The relatively newfound inclination to situate cannibals as a film’s morally ambiguous subjects rather than its tooth-gnashing antagonists is the thread connecting these projects. There’s plenty of tension to be mined from characters who are as horrified by their own hunger as the audience is. The likes of Raw and Santa Clarita Diet imbue their flesh-eaters with a slight tragic edge by placing them at the mercy of their own bodies, and forcing them to ignore the guilt they feel for their acts. (Compare it to with Louis C.K.’s instantly notorious bit on how torturously tempting pedophilia must be to pedophiles.) Modern cannibals are as trapped by Maslow’s pyramid of human needs as anyone else — the need for food will always trump the need to live with themselves. And at a time when obsession over self-image has reached an all-time high (thanks, the internet), that guilt over base instinct has been multiplied.

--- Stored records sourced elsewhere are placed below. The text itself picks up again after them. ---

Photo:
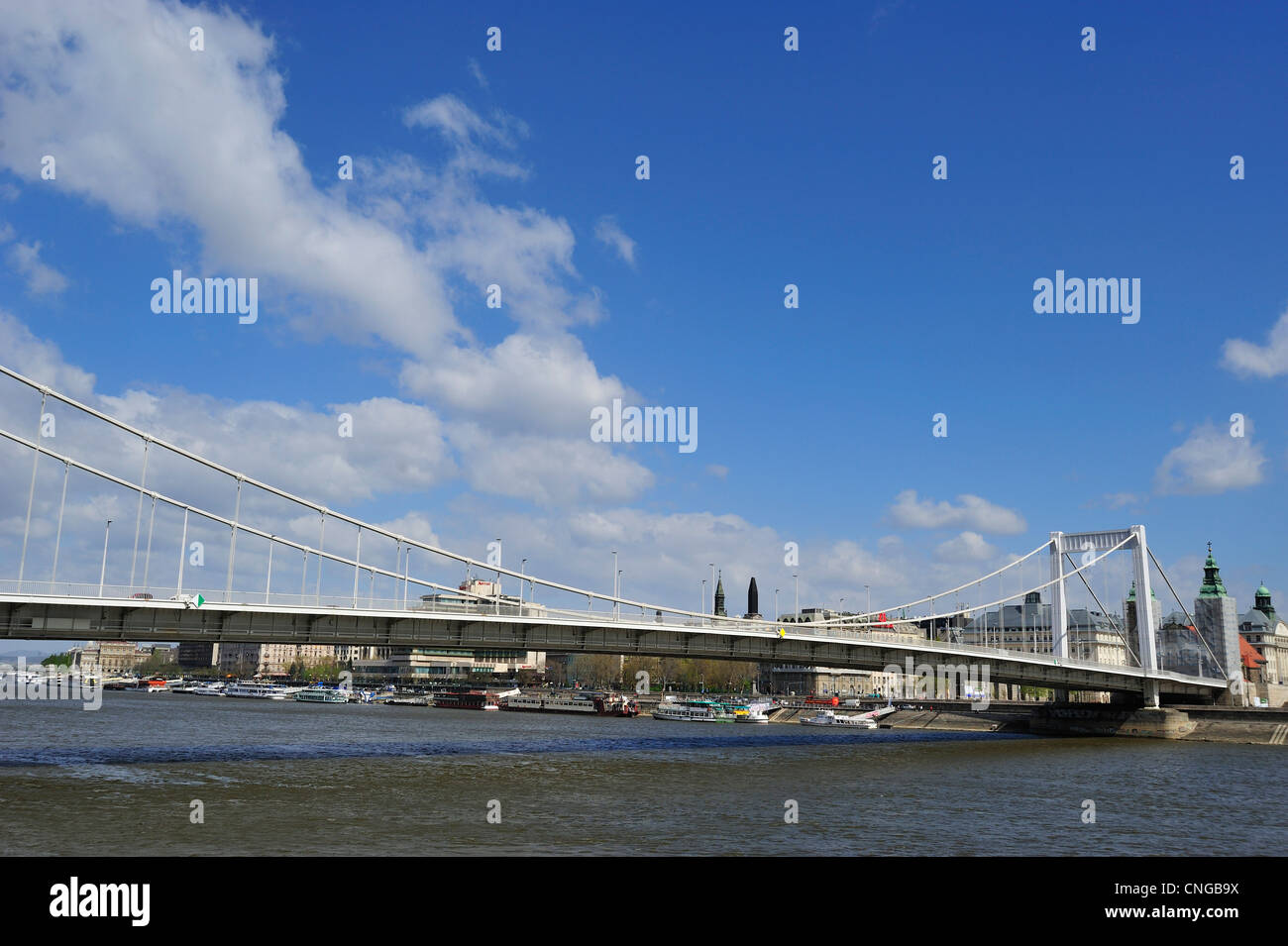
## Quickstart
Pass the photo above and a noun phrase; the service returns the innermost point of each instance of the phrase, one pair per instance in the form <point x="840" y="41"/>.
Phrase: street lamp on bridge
<point x="102" y="573"/>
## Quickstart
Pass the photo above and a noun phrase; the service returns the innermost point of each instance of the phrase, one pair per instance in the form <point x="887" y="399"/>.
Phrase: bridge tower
<point x="1093" y="545"/>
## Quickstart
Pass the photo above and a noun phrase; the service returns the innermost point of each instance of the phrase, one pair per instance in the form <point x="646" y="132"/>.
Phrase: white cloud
<point x="971" y="511"/>
<point x="1258" y="361"/>
<point x="1211" y="461"/>
<point x="25" y="259"/>
<point x="546" y="470"/>
<point x="966" y="547"/>
<point x="527" y="382"/>
<point x="609" y="232"/>
<point x="40" y="361"/>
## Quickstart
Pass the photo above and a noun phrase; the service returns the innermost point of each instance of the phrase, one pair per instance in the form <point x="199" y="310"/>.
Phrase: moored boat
<point x="261" y="691"/>
<point x="322" y="693"/>
<point x="576" y="703"/>
<point x="825" y="717"/>
<point x="691" y="710"/>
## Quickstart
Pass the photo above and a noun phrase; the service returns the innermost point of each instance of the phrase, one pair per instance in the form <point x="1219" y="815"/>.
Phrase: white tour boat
<point x="825" y="717"/>
<point x="261" y="691"/>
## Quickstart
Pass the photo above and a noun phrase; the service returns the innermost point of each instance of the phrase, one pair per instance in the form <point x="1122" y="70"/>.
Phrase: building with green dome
<point x="1216" y="619"/>
<point x="1267" y="633"/>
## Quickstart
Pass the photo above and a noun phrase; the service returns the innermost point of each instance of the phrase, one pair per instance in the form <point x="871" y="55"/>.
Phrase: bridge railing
<point x="823" y="633"/>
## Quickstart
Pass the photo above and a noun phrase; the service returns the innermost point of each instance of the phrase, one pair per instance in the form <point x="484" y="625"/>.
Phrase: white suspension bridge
<point x="161" y="601"/>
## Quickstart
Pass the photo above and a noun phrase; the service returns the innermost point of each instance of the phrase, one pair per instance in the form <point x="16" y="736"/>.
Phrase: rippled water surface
<point x="286" y="778"/>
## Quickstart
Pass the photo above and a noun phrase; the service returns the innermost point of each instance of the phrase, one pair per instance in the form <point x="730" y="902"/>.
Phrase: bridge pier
<point x="1109" y="719"/>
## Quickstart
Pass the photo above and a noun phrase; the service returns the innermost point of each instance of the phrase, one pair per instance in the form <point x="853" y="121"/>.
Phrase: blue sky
<point x="767" y="167"/>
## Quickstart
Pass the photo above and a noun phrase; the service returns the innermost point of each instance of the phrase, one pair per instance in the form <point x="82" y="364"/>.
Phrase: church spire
<point x="1212" y="584"/>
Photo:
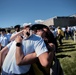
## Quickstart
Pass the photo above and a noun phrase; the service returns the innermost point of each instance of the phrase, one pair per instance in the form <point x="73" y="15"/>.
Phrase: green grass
<point x="67" y="57"/>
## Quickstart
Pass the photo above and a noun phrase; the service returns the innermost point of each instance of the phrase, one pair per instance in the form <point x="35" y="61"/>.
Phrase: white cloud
<point x="25" y="24"/>
<point x="38" y="21"/>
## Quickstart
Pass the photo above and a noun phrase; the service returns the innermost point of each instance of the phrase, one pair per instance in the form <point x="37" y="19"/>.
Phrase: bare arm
<point x="47" y="57"/>
<point x="20" y="58"/>
<point x="3" y="53"/>
<point x="15" y="35"/>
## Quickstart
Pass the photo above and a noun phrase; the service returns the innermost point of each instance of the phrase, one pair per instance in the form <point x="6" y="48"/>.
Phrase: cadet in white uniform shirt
<point x="28" y="45"/>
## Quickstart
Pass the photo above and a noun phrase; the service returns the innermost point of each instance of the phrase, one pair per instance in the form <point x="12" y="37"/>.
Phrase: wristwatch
<point x="18" y="44"/>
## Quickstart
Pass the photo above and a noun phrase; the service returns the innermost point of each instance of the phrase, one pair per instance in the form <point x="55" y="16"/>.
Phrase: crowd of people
<point x="32" y="43"/>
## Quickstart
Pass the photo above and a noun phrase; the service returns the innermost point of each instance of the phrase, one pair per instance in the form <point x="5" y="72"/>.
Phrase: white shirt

Cannibals may be on-trend right now, but we’re not likely to see them refashioned as teen heartthrobs in the mold of Edward Cullen any time soon. They couldn’t be. There’s nothing sexy about cannibalism, no sense of forbidden mystery. And that’s because cannibals are still just people, no matter how many shards of teeth they pick out of their teeth. On the most basic level, they’re still just as human as their meals. In the wake of Twilight and romanticized horror movies like Only Lovers Left Alive, plenty of vocal fans wished they could become vampires. But no one can just will themselves into magical immortality. Becoming a cannibal, on the other hand, is easy. One little bite is all that separates the rest of us from cinema’s new favored ghoul. Bone appetit.